Trivia
HardLeafcutter Ants Don’t Eat Leaves, But Use The Leaves To?
Answer: Grow Fungus
A fixture in nature documentaries and school science books because of their curious and industrious leaf harvesting efforts, leaf cutter ants—despite what you might have assumed—don’t actually eat the leaves.
The leaves are, instead, food for the ants’ elaborate underground fungus farms. Leaf cutter ants have a symbiotic relationship with strains of fungi in the Lepiotaceae family and have, for tens of millions of years, carefully tended underground gardens of fungus. The ants feed the fungus leaf clippings and, in return, the fungus flourishes and provides nutrients for the ant larvae in the colony.

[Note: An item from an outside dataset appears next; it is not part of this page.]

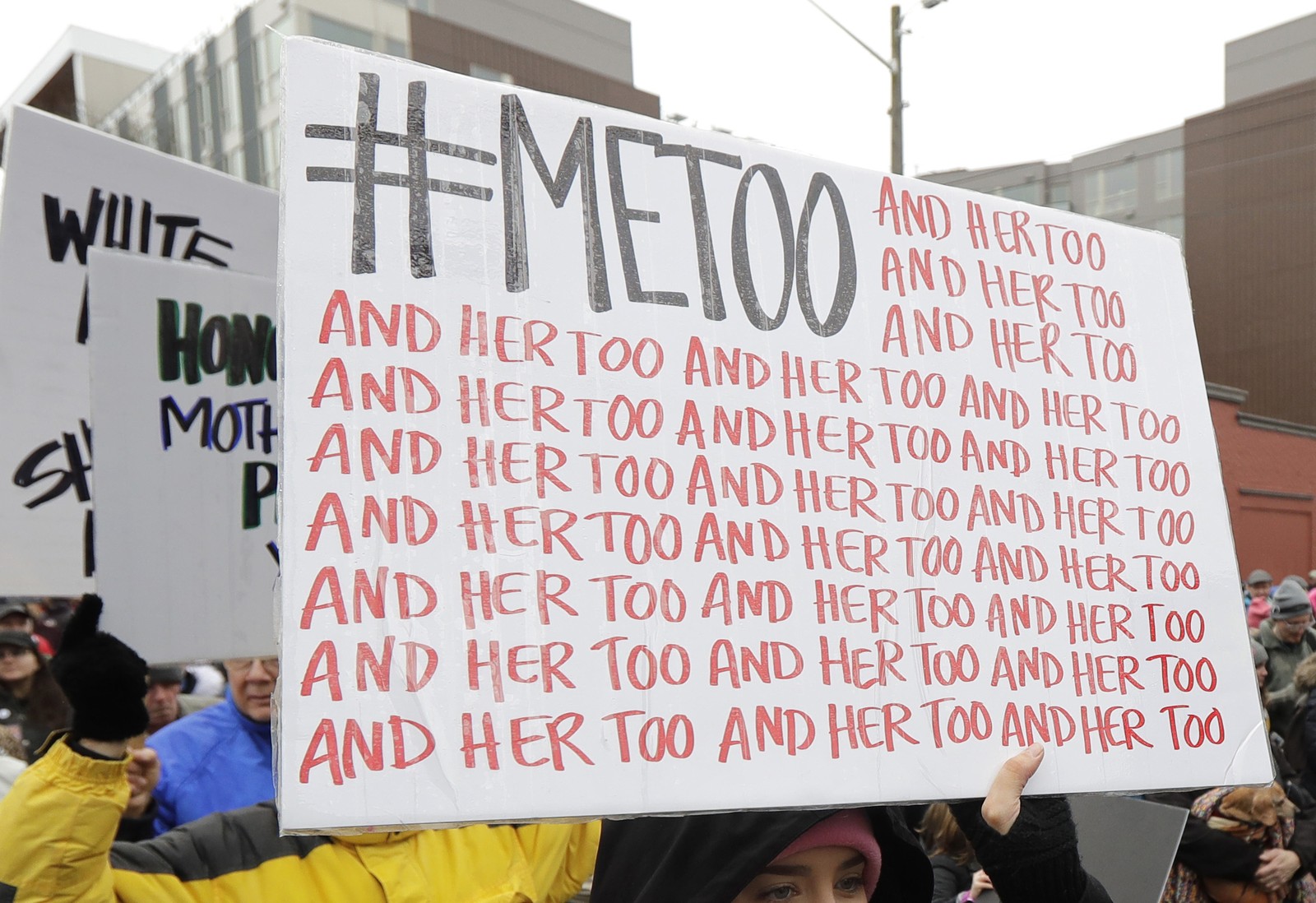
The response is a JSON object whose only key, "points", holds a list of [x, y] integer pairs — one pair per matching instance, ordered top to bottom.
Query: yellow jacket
{"points": [[58, 823]]}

The relationship between leaf cutter ants and their fungus is sophisticated, with the ants being able to detect tiny traces of chemical compounds secreted by the fungal colonies, which the ants use to adjust growing conditions and to tend to the fungus just like a farmer analyzing soil.
Fungus is so critical to leaf cutter ants that when a new queen sets out to form a new colony, she takes a starter fungus with her in a specialized pocket within her mouth to seed her new colony. In the photograph here, you can see a mature queen with her workers, seated upon a mountain of the fungus that sustains the colony.